What the venue does have going for it is pin-sharp acoustics: so clear, you could shut your eyes and believe that O’Brien croons to you alone.
He plays every song from Darling Arithmetic and the sound and the deep-from-the-heart words leave him nowhere to hide. No wonder the first few songs come across as timid, Dawning on Me pretty but polite, So Naive meandering until the backing band stop tethering themselves to long, low, whining notes and unleash energy and boldness. The exposure is particularly unforgiving in No One to Blame, exaggerating its hints of self-pity; yet O’Brien sings it with such kindness, shrouded in a golden haze of harp and double bass, that what communicates overwhelmingly is sincerity.

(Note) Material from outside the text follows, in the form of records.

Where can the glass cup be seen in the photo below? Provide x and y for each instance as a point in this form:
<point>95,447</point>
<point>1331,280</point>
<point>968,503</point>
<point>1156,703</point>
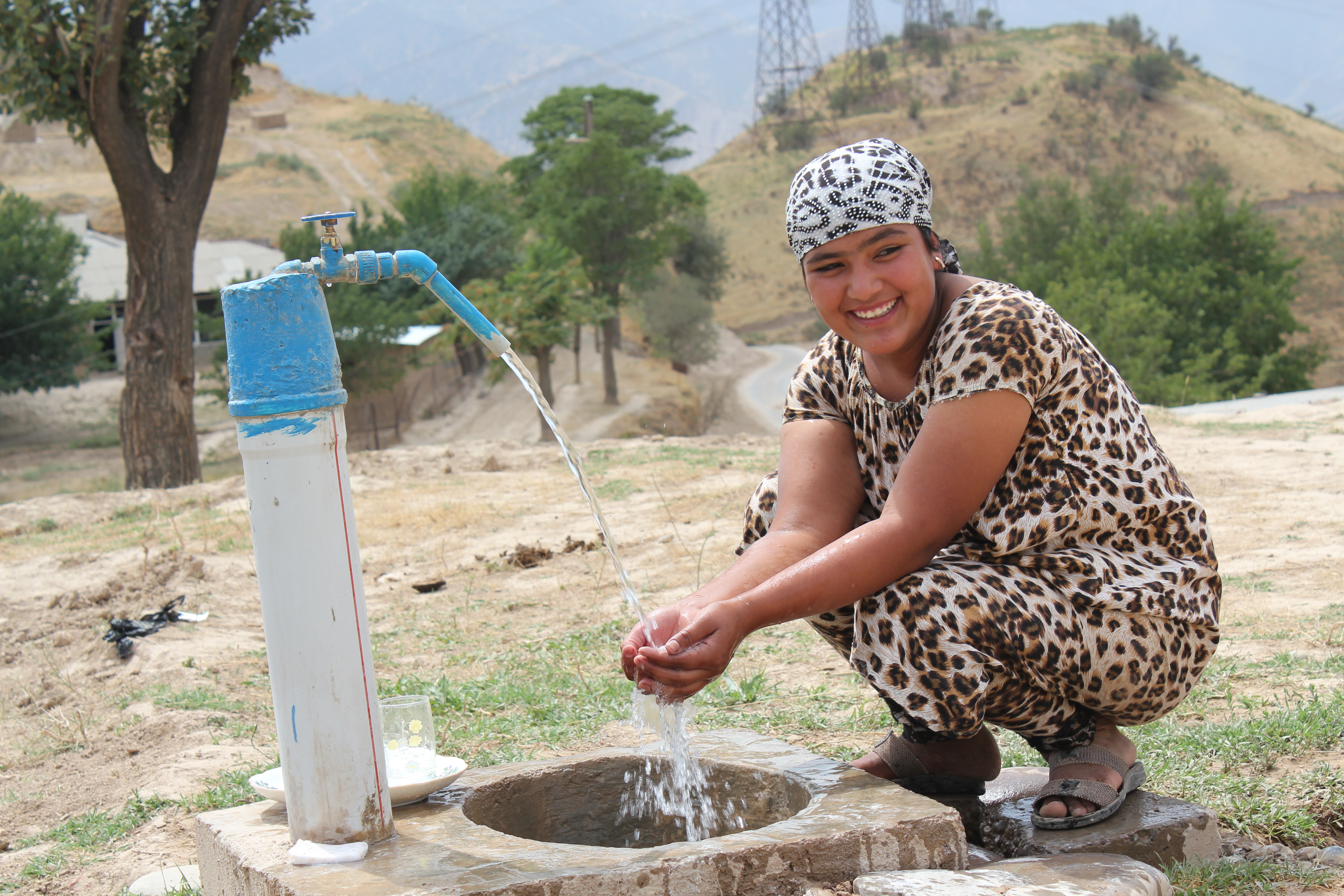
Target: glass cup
<point>408,738</point>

That niceness, the relaxed pace, the pattering loveliness of the music, could be frustrating were it not punctuated with something more fiery. On Little Bigot, drums are hammered and the guitar thrums bluntly as O’Brien calls time on prejudice and homophobia; on The Waves, from Awayland, those drums become dense, an undertow that carries the mood in and out of hopefulness. Becoming a Jackal, one of the earliest songs O’Brien plays, untethers itself from rhythm to become jagged and raw.
There was a time when Villagers performed entire gigs that way; if this is less dynamic, it’s also more of a tender embrace.